The Brazilian bullet train project
On July 13th 2010 Brazilian Federal Government launched bidding documents regarding the concession regime and procedures for implementation and operation of the High-Speed Rail (TAV – Trem de Alta Velocidade) that will connect the cities of Rio de Janeiro, São Paulo and Campinas. The project, the most ambitious infrastructure project under the country’s Program to Accelerate Growth (PAC – Programa de Aceleração do Crescimento), specifies that the construction, operation, and maintenance will be granted to the consortium that provides the lowest fare for service.
The concession contract establishes the limit of six years to complete the entire stretch Campinas – São Paulo Rio de Janeiro. The final schedule calls for the railway to be completed by 2017, although the Brazilian Federal Government anticipates the line will be partially open before the 2016 Summer Olympics in Rio de Janeiro.
TAV is worth US 20 billion. The Brazilian Federal Government will invest, through a new state-run entity, US$ 1.5 billion in the project and extend loans worth 60% of the total cost by the Brazilian Development Bank (BNDES – Banco Nacional de Desenvolvimento Econômico e Social).
Potential customers in the parcels market can be classified into two main groups:
– existing logistics companies, interested in moving consolidated loads, using rail as part of the chain – principal players in this field are the Brazilian National Post Office (Correios – Empresa Brasileira de Correios e Telégrafos) and Courier Companies; and
– end users, such as businesses, or individuals.
The construction of TAV will create a very large site, which will directly require numerous professional skills and directly or indirectly generate employment upline and downline The commissioning of the railway and, in particular, the development of land traffic and associated commercial zones served by the railway will create jobs in a progressive manner during the first 10 years’ of operation.

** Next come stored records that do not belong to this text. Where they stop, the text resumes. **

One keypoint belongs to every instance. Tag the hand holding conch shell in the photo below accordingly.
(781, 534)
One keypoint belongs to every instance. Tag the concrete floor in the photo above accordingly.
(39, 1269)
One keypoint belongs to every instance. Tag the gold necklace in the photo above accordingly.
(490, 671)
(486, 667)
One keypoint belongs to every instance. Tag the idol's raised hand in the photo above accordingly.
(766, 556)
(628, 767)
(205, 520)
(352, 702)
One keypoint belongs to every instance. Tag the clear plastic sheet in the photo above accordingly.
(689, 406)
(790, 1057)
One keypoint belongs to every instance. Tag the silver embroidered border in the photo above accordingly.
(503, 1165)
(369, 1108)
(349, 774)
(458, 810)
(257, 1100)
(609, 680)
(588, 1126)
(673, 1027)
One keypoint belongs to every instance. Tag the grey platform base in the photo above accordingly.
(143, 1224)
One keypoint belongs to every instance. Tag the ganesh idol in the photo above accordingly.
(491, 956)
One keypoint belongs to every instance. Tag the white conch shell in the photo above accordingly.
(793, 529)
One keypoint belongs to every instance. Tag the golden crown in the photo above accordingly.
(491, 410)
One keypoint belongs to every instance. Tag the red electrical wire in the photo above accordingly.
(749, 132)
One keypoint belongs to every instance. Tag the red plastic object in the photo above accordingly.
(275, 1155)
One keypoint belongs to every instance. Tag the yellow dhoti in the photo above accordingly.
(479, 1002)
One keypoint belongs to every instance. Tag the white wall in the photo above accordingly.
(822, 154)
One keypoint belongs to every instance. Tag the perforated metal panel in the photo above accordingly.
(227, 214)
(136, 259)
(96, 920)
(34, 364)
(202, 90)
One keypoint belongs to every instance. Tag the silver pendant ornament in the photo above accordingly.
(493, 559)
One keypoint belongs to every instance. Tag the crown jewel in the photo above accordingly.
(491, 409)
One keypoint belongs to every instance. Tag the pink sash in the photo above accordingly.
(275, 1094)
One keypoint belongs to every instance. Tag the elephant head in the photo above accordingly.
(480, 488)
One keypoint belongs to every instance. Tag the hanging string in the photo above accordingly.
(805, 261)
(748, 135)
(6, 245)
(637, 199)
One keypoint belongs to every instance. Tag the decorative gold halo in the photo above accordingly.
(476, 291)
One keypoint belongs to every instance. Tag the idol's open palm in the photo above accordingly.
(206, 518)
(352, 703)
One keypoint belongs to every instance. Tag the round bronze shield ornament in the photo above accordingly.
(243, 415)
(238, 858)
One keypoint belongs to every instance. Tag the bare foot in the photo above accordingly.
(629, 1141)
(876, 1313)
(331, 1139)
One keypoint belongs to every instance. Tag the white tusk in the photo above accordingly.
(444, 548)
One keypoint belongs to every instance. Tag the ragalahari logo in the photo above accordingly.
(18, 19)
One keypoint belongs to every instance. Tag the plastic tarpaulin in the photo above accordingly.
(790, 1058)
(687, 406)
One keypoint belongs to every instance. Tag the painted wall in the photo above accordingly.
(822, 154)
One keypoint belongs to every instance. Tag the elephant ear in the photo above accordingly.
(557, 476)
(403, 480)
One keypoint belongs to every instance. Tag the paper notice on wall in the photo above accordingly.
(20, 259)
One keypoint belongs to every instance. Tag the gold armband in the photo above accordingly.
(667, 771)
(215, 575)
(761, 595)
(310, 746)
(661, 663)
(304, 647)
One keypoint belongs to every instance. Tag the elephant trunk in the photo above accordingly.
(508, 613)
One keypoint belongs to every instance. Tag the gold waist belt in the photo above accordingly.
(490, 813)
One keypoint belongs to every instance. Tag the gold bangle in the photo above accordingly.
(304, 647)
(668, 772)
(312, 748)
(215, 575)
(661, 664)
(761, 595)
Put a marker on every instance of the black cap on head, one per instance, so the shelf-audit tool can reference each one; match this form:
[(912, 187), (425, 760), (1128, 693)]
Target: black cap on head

It is estimated that the railway will generate around 30,000 jobs throughout the area affected within about 10 years after commissioning. In addition a further 30,000 jobs could be generated by around 2050 in response to more fundamental shifts in the regional economy.
The choice of consortia contractor by the end of 2010
The Brazilian Federal Government will pick the contractor for the TAV in December 2010. Competitors must submit their proposals before November 29 and the winner will be announced on December 16 at the headquarters of Sao Paulo Stock Exchange (BOVESPA – Bolsa de Valores de São Paulo). Term of the concession is 40 years.

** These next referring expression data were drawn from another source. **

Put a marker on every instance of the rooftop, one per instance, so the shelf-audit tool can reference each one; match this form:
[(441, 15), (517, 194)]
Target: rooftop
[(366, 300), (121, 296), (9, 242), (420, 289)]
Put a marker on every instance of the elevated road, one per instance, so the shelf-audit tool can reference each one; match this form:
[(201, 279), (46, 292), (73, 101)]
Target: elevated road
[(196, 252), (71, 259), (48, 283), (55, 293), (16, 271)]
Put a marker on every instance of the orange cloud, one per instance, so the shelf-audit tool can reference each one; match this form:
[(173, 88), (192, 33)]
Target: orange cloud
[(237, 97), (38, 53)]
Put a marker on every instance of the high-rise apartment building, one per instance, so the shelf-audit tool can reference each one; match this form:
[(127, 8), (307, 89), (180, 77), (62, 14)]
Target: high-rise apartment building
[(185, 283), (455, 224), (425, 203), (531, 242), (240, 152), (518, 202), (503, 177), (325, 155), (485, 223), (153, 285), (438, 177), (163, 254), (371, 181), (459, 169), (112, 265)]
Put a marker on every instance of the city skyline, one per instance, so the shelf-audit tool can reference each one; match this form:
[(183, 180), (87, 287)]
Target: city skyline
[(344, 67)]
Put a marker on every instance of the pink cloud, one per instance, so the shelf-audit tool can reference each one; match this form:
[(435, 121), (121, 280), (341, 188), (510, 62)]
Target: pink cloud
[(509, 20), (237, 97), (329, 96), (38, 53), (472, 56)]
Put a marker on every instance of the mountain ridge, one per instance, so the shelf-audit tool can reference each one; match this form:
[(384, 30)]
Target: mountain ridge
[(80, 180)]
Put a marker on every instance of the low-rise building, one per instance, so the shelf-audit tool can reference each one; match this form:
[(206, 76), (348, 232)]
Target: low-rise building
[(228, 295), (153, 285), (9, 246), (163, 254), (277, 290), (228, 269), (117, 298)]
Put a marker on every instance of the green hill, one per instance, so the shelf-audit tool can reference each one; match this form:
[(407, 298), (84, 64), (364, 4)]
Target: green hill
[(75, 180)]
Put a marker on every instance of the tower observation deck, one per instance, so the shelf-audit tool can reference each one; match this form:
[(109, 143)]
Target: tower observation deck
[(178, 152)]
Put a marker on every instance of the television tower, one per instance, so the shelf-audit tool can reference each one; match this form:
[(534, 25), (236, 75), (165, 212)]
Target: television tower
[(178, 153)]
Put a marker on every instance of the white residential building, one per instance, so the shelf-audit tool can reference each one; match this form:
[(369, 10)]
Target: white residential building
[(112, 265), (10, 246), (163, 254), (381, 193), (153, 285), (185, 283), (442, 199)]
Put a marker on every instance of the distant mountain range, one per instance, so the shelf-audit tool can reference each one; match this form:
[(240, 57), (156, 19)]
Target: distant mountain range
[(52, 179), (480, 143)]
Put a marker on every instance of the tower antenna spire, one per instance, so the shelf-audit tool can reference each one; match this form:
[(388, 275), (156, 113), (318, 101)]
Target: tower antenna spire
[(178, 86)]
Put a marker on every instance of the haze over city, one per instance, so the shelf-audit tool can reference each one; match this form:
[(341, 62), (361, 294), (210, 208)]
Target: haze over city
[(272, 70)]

The line will be built and run on a concession basis and the government will rank bids based on the lowest fare, with a maximum permitted price of US$ 0.28 per kilometre. That would translate into economy class ticket fares up to US$ 115.00 for the 430 kilometres (270 miles) stretch between Rio and Sao Paulo.

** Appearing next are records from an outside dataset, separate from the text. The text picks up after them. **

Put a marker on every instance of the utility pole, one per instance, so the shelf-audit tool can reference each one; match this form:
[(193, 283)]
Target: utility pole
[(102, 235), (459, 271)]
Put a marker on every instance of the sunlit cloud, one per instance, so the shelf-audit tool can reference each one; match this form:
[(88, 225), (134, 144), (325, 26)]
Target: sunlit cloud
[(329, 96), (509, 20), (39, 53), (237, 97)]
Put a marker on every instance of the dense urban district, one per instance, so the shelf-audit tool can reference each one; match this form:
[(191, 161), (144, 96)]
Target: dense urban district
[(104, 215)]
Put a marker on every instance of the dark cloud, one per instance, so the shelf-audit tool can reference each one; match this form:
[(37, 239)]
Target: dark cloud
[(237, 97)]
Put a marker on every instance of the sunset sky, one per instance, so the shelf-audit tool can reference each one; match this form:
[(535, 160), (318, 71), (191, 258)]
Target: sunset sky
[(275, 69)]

The bidding is open to both Brazilian and foreign firms. News report that several countries and international companies have expressed interest in participating of the project:
– China (China Railway Materials);
– France (Alstom);
– Germany (Siemens);
– Italy (Ansaldobreda);
– Japan (Hitachi, Kawasaki, Mitsui & Co, Mitsubishi and Toshiba);
– South Korea (Hyundai and Samsung); and
– United Kingdom.
A new company called ETAV
Federal Government also proposed the creation of the Company of High Speed Rail (ETAV – Empresa de Transporte Ferroviário de Alta Velocidade), With the objective of planning and promoting the development of other high-speed rail lines in the country.
ETAV will be linked to the National Agency of Terrestrial Transports (ANTT – Agência Nacional de Transportes Terrestres) and will be also responsible for managing the technology used by the contractor that wins the High Speed Rail bidding process, in addition to monitoring the project’s deadlines.
Speed, locations and planned route
TAV proposal calls for trains to run at speeds of up to 350 kph (217 mph) and the trip between São Paulo and Rio de Janeiro is expected to last 93 minutes. Seven mandatory stations are be built on the line:
– City of Rio de Janeiro downtown area;
– Rio de Janeiro International Airport;
– City of Aparecida, State of São Paulo;
– São Paulo/Guarulhos International Airport;
– City of São Paulo downtown area;
– Campinas/Viracopos International Airport; and
– City of Campinas downtown area.
The planned route will include 90.9 km tunnels and 103 km bridges and viaducts. An extension to Campinas, 70 kilometres from Sao Paulo was planned with the purpose of reaching the heartland of Brazil’s richest manufacturing and farming state.